We partially constitute events and actions by virtue of our descriptions and understandings.

We also partially constitute what we are, what we exist as, by how we describe and understand ourselves…We are that kind of thing that to say or show that we exist is to say or show as what we exist; to say or show what we exist as is to say what kind of thing we are. To be something that one cannot say what it is is to ask if it is something at all, and we are also this. (214)

(The aggregation of “say” and “show” here reads like a concerted rebuke to early Wittgenstein!)

The implication is that this is how we come to “mean.” To the extent that language loses sense in these acts of description and understanding, we find whatever it is that we are. So the title of the book is meaningful as an act in progress, as we are forever “finding” the meaning-generator through language, nonsense, etc.

So we return to the initial quote: “The deformations of our variable relation to and participation in language are the only legitimate things that we can read through literature” (259). From the arguments that literature is non-propositional and nonsensical, this would seem to follow, but it is obviously a strict reading of literature. I am not certain what an alternate argument would look like following from his precepts, but it connects to what most weighed on my mind in reading the book. Bourbon speaks of constructing other people through reading nonsense into their language, but, pace Wittgenstein, these nonsensical spaces are fundamentally private. They cannot be spoken about, and they can only be identified in the negative. When “we” read through literature, who is the “we” that is reading? It is not, I think, the collective “we,” but a multitude of independent “I”s; books become that through which we read a private version of the soul. If this is the case, we gain meaning in a near-solipsistic way; we read it in others only through being able to manufacture it in ourselves. The attribution of meaning to people and nothing else appears chauvinistic, as we lack evidentiary proof that other humans have those nonsensical spaces through which they make meaning. (And so, meaning becomes private itself.) The fundamental dialogue is not between people, but between every single person as a subject and a linguistic text as an argument.

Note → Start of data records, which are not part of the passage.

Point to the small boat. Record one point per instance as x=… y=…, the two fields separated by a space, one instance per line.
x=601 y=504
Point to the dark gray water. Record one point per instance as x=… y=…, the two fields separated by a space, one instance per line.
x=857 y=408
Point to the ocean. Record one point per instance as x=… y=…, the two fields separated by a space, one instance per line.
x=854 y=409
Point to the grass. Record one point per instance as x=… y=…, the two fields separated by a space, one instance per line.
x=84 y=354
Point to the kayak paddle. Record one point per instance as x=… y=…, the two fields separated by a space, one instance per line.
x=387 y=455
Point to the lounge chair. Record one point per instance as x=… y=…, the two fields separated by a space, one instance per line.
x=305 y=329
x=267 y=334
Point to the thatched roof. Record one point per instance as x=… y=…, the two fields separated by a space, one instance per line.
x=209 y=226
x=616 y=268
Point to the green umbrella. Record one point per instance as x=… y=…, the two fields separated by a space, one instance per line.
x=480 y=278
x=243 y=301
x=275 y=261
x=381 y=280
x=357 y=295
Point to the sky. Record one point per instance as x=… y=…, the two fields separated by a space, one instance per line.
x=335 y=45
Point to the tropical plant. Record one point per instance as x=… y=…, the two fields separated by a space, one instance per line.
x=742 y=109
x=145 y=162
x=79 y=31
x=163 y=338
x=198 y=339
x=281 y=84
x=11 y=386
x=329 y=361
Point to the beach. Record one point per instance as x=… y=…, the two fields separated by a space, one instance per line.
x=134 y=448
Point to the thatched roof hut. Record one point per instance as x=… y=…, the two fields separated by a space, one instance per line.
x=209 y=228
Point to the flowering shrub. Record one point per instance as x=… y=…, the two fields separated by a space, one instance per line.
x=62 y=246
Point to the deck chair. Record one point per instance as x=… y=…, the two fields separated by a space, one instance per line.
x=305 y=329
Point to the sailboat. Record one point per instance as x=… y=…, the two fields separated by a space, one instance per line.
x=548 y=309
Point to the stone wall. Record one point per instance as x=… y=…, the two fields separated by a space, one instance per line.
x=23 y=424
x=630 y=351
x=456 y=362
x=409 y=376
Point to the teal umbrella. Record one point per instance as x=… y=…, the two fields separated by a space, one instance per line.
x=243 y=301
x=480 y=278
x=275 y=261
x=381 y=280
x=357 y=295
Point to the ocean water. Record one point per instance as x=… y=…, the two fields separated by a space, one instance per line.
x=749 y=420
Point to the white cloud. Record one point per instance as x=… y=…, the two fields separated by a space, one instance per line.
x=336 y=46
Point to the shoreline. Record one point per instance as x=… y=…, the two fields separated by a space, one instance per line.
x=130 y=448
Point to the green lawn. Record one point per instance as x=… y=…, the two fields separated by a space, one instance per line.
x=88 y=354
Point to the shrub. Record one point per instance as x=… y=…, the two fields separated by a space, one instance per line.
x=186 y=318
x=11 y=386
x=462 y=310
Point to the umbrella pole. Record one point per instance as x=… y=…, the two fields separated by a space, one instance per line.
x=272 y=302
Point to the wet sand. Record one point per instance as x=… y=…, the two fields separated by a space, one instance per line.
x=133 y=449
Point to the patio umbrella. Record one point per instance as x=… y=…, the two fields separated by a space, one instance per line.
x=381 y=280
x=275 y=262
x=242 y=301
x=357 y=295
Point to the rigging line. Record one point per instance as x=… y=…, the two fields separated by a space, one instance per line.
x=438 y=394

I can’t help but think of this view as bleak, in the same way that Finnegans Wake can seem bleak when gazing on its dense pages. Personally, I would prefer to look in the language game correlates of literature itself for meaning; that is, look in the usage patterns of literature’s language in public speech between people (actual language, as Wittgenstein would say) rather than in the private spaces. Literature may not be propositional and may be nonsensical, but I do not see where this prevents it from being part of a Wittgensteinian language game. This has two negative effects, however. First, it deprivileges literature from giving us special access, and second, it deprivileges the particulars of meaning and of the human, as it only requires linguistic interchange, and the internals of the participants are irrelevant. These are significant sacrifices to make, and ones that I suspect Bourbon would be loath to accept. I don’t know about myself; I think I would.